Ministros de la renovación parroquial
Con referencia al párroco, se establece desde el principio que debe ser un ministro ordenado en el presbiterado. Es decir, no puede ejercer esa función ni un diácono, tampoco una religiosa o un laico. También se refiere al vicario parroquial o colaborador del párroco, al cual se le puede confiar un sector específico de la pastoral como son los jóvenes, ancianos, enfermos, asociaciones, cofradías, formación y catequesis, entre otros.
A los diáconos permanentes se les reconoce como colaboradores del obispo y, por lo tanto, son ordenados por este para el servicio de la Palabra y del altar, así como para el servicio a los pobres y siempre en una parroquia específica.
El escrito de la Santa Sede ha reconocido la participación de las personas consagradas y de los laicos, como “una síntesis armónica de carismas y vocaciones” en la vida parroquial. En el caso de las primeras, destaca su presencia como una manera “integrada” de participar en la comunidad parroquial, lo que les permite dar “testimonio de un seguimiento radical de Cristo”. Seguido de esto, pueden desarrollar acciones conforme a su propio carisma, tales como la catequesis, los jóvenes y los enfermos, así como el ejercicio de la caridad.
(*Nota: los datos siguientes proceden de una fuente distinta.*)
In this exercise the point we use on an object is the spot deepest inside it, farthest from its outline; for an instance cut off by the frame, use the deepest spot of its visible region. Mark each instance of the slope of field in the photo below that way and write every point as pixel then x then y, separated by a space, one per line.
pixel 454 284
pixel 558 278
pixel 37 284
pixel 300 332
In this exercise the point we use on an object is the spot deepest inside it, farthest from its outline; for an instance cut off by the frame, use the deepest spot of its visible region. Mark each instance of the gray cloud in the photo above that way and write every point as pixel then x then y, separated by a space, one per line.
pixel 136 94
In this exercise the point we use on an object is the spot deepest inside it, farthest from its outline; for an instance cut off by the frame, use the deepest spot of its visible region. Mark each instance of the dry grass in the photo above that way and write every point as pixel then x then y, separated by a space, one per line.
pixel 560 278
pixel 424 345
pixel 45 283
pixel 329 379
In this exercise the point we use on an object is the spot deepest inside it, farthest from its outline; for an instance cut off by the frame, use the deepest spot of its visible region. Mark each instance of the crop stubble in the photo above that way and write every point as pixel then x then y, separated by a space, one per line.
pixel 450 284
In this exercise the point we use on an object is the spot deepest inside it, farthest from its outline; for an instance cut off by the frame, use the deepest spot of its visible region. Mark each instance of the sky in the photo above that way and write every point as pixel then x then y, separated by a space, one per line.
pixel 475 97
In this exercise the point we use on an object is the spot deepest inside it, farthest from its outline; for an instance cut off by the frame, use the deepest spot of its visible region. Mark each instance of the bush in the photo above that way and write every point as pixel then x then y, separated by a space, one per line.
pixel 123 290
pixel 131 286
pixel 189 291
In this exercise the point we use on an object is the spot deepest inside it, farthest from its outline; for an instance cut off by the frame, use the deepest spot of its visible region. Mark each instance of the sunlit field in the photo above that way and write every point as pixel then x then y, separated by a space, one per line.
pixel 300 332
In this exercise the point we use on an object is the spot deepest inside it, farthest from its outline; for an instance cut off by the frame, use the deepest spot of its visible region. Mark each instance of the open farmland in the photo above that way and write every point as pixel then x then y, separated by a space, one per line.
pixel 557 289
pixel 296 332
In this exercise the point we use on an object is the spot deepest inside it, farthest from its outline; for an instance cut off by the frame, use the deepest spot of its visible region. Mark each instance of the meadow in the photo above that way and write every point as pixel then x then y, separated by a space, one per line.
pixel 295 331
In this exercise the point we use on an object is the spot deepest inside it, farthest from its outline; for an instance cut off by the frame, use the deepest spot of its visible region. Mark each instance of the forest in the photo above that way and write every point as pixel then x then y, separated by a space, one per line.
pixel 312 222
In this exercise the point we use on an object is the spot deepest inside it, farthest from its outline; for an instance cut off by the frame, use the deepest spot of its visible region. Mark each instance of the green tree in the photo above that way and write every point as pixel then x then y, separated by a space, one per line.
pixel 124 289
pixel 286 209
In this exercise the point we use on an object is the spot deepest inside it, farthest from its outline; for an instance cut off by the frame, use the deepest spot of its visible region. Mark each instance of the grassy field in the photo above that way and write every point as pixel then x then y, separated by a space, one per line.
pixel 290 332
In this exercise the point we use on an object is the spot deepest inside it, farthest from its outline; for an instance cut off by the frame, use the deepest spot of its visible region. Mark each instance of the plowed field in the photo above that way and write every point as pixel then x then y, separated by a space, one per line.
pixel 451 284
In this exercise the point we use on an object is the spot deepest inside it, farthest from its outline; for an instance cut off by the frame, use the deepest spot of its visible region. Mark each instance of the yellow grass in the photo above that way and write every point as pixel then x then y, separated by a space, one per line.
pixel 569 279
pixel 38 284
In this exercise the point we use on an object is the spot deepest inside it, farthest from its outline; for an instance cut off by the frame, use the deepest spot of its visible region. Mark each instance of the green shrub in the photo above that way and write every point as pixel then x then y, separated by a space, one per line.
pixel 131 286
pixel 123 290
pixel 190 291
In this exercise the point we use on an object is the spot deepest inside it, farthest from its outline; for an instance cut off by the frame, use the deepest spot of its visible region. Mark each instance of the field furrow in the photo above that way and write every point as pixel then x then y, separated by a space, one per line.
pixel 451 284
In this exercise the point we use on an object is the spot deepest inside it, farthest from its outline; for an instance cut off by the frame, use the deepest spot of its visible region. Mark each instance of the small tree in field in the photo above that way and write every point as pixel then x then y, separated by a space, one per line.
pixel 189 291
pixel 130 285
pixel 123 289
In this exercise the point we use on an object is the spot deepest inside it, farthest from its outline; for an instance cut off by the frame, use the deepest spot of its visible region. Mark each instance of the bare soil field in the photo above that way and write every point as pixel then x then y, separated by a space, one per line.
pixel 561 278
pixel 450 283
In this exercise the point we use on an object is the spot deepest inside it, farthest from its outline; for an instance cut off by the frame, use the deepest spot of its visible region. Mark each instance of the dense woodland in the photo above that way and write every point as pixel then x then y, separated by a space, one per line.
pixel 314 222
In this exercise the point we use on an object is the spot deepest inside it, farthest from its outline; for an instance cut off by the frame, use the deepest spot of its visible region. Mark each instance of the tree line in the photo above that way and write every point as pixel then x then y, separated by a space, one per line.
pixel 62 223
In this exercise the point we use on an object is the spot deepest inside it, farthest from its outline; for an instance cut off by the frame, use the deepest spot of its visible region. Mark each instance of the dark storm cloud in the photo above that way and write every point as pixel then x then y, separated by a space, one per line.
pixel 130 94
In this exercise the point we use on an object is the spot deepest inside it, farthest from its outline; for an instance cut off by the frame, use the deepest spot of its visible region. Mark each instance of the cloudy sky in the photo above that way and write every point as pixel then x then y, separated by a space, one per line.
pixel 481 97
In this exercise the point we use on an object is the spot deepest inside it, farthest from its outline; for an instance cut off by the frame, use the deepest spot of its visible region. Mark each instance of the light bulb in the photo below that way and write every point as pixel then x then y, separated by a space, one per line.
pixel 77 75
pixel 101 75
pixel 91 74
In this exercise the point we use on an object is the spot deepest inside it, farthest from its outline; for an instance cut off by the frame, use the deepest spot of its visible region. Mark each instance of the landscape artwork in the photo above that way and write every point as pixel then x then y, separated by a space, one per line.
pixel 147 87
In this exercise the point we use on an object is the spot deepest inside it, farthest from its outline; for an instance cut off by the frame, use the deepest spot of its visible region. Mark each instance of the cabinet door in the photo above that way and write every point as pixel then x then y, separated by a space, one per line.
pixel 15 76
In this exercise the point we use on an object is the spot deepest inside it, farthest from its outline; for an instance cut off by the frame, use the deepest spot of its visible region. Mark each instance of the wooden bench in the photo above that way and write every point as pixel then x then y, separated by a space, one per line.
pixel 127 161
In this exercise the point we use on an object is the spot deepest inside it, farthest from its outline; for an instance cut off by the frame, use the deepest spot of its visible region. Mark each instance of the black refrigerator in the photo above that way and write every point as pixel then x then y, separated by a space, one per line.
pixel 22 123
La otra invitación a consagrados y laicos, es a “asumir compromisos que les corresponden, al servicio de la comunidad parroquial”. Junto a la tarea de catequistas o ministros extraordinarios de la eucaristía, pueden ser instituidos lectores o acólitos, mediante un rito litúrgico propio.
Sumado a esto, el obispo puede confiar a los fieles laicos algunos encargos por excepción, bajo la guía del párroco. Nos referimos a la celebración —en ausencia del sacerdote—, de una liturgia de la Palabra en los domingos y fiestas de precepto, con prédica si fuera necesario. Así como la administración del bautismo, la celebración del rito de las exequias e incluso la asistencia a los matrimonios.
Cuidar la economía y los bienes
Se lee hacia el final —y no por ello menos importante—, una serie de precisiones acerca del denominado “Consejo parroquial de asuntos económicos” y el “Consejo parroquial pastoral”.
Sobre el primero, el texto explica que su función principal es “gestionar los bienes parroquiales”, que no son del párroco ni menos aún de los fieles laicos. A esta tarea se añade el deber de “hacer crecer la cultura de la corresponsabilidad, la transparencia administrativa y la ayuda a las necesidades”.
En el caso del consejo pastoral, se ratifica su condición de “órgano consultivo, representativo de la comunidad”, comprometido con ella, y con el claro “derecho-deber de expresar su parecer a los pastores y también comunicarlo a los otros fieles”.
Dado que el consejo pastoral debe “buscar y estudiar propuestas prácticas, en orden a las iniciativas pastorales y caritativas relacionadas con la parroquia”, el documento advierte que el párroco no debe convocarlo “solo para presentar decisiones ya tomadas, o sin la debida información previa”.
Todo esto, según la instrucción vaticana, evitará que la “histórica institución parroquial” sea “prisionera del inmovilismo” o de la amenazadora “repetitividad pastoral”. Para evitarlo, y en sintonía con el Papa Francisco, la parroquia debe activar aquel “dinamismo en salida”, propio de su misión evangelizadora. No hay otra opción.